Dr. Michael Smith received his Ph.D. in History from Glasgow Caledonian University. He is a professional archival historian and Freelance Researcher in Scottish cultural history.
2015 0-7734-3521-2 Death is one of the few constants of human experience. It is a fact of life that binds humanity. Despite its familiarity, the rituals, customs, and attitudes relating to it are ever-changing, always reflecting the hopes, fears, and ambitions of living society. This book considers how death practices were transformed during the nineteenth century. Using Edinburgh as a backdrop, it covers a range of issues relating to death, from changing expectations at the graveside to changing attitudes toward the afterlife.
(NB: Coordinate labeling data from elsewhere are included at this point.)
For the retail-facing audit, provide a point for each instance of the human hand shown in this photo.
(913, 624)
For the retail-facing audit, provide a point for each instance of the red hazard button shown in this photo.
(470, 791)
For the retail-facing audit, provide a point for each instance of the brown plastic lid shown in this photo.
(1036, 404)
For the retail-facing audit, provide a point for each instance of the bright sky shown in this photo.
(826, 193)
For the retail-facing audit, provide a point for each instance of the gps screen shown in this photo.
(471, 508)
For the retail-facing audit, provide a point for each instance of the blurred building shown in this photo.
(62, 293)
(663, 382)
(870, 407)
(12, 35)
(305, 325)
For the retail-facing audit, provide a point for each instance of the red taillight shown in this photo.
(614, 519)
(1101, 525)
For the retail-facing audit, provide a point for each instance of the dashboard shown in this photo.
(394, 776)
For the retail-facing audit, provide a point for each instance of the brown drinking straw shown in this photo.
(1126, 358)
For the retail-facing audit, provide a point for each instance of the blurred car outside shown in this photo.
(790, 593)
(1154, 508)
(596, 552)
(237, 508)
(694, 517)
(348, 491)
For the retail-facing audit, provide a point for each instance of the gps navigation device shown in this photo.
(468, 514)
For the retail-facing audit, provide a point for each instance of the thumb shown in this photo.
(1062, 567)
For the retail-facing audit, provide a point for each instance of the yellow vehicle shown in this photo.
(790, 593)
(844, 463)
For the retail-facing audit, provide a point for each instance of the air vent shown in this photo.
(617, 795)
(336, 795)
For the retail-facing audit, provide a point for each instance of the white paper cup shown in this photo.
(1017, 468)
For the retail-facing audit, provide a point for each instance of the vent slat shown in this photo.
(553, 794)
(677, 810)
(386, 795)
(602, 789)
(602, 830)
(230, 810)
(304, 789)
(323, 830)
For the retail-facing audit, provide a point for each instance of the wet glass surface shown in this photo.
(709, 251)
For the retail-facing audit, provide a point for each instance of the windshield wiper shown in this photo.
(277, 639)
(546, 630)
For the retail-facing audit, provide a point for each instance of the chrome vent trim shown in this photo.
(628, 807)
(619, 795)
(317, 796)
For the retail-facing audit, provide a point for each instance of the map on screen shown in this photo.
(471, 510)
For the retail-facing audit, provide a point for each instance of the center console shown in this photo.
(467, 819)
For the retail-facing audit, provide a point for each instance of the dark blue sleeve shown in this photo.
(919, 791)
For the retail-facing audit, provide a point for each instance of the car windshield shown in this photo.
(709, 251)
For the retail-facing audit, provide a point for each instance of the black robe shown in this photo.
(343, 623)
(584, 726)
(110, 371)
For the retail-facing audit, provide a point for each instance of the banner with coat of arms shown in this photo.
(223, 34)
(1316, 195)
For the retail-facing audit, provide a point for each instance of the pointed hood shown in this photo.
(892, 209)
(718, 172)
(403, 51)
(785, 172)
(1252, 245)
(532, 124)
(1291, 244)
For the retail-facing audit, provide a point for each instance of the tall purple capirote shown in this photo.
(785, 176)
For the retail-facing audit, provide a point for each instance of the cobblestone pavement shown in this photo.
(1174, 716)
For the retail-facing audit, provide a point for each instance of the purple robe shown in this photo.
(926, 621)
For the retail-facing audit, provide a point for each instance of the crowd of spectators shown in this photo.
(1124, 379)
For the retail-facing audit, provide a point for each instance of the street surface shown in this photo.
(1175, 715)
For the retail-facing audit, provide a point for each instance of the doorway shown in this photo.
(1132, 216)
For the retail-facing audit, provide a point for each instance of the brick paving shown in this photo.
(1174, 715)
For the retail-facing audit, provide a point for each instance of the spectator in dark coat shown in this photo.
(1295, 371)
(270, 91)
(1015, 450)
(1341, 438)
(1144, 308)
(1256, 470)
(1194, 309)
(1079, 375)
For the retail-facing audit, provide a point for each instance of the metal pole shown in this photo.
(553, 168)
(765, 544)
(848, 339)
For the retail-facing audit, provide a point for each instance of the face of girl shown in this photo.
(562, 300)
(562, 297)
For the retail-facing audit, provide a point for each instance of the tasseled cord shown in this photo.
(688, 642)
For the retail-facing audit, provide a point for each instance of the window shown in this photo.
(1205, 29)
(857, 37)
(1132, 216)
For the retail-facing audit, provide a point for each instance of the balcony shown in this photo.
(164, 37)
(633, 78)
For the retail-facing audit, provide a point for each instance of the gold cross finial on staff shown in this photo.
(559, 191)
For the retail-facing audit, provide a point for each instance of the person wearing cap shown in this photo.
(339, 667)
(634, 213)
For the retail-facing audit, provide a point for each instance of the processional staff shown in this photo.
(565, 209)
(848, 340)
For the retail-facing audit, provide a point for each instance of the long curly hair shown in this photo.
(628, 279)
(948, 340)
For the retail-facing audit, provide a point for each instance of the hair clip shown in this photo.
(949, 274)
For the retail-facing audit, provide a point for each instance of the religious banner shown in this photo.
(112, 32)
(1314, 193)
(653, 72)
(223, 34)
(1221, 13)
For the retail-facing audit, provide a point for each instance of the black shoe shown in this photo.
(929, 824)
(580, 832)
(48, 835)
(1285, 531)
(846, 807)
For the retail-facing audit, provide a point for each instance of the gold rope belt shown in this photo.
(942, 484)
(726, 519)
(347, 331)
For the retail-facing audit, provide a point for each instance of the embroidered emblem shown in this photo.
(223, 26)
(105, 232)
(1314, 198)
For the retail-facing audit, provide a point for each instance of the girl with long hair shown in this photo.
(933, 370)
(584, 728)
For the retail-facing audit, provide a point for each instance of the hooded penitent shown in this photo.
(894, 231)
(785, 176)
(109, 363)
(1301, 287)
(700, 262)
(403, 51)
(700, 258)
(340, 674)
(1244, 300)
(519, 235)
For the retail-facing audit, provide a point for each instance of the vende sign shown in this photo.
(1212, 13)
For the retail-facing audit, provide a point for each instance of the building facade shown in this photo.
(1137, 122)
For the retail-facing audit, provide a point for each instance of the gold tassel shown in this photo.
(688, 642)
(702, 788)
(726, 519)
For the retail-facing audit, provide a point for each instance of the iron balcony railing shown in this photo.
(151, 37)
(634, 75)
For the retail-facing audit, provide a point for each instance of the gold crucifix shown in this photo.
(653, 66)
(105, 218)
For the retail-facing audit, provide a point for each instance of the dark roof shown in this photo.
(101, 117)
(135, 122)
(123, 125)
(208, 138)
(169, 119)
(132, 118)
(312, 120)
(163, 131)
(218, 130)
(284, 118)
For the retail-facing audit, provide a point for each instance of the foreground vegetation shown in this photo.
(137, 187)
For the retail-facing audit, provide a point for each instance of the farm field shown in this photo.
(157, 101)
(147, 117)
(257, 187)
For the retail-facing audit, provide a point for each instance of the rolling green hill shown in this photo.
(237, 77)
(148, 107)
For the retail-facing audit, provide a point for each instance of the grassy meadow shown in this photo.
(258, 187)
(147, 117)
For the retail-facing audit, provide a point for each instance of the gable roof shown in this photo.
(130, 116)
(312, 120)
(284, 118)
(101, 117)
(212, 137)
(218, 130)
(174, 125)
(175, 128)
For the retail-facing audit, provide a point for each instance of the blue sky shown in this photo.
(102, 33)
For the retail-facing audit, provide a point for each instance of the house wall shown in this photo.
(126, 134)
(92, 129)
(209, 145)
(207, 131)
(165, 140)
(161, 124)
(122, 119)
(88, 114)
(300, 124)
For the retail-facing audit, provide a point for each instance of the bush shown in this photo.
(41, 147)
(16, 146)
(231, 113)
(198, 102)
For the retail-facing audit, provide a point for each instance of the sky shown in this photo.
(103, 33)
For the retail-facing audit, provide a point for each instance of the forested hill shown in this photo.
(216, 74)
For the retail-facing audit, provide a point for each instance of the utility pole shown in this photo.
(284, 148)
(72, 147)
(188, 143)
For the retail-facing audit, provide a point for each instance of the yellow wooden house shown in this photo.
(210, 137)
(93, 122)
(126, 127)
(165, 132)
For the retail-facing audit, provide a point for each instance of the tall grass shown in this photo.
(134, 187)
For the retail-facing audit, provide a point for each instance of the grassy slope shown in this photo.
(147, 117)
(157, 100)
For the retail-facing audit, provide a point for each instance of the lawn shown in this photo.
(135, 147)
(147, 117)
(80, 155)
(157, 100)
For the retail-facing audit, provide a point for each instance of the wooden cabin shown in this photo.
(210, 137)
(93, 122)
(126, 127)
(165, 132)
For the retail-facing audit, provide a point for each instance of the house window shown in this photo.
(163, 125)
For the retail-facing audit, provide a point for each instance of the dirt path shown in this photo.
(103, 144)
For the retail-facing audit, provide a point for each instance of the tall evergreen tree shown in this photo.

The nineteenth century was a formative period. Here, we witness the foundations being laid for many of the features that we take for granted in the early twenty-first century.
A rapidly changing society saw death become a statistical issue, a public health issue, an event where professional practitioners become increasingly important in terms of how the vent was handled. Yet institutional change would be only one of a number of dynamic forces that were shaping the manner in which people met their end. An increasingly capitalist economy meant that death would become big business. This in turn would transform how the funeral and the expression of grief, would be performed. But it is never a one-way process, and change does not always filter down from an institutional level. Any change in death culture reflects a number of processes, some of which are obvious, and some given the private nature of loss, which are ultimately inscrutable.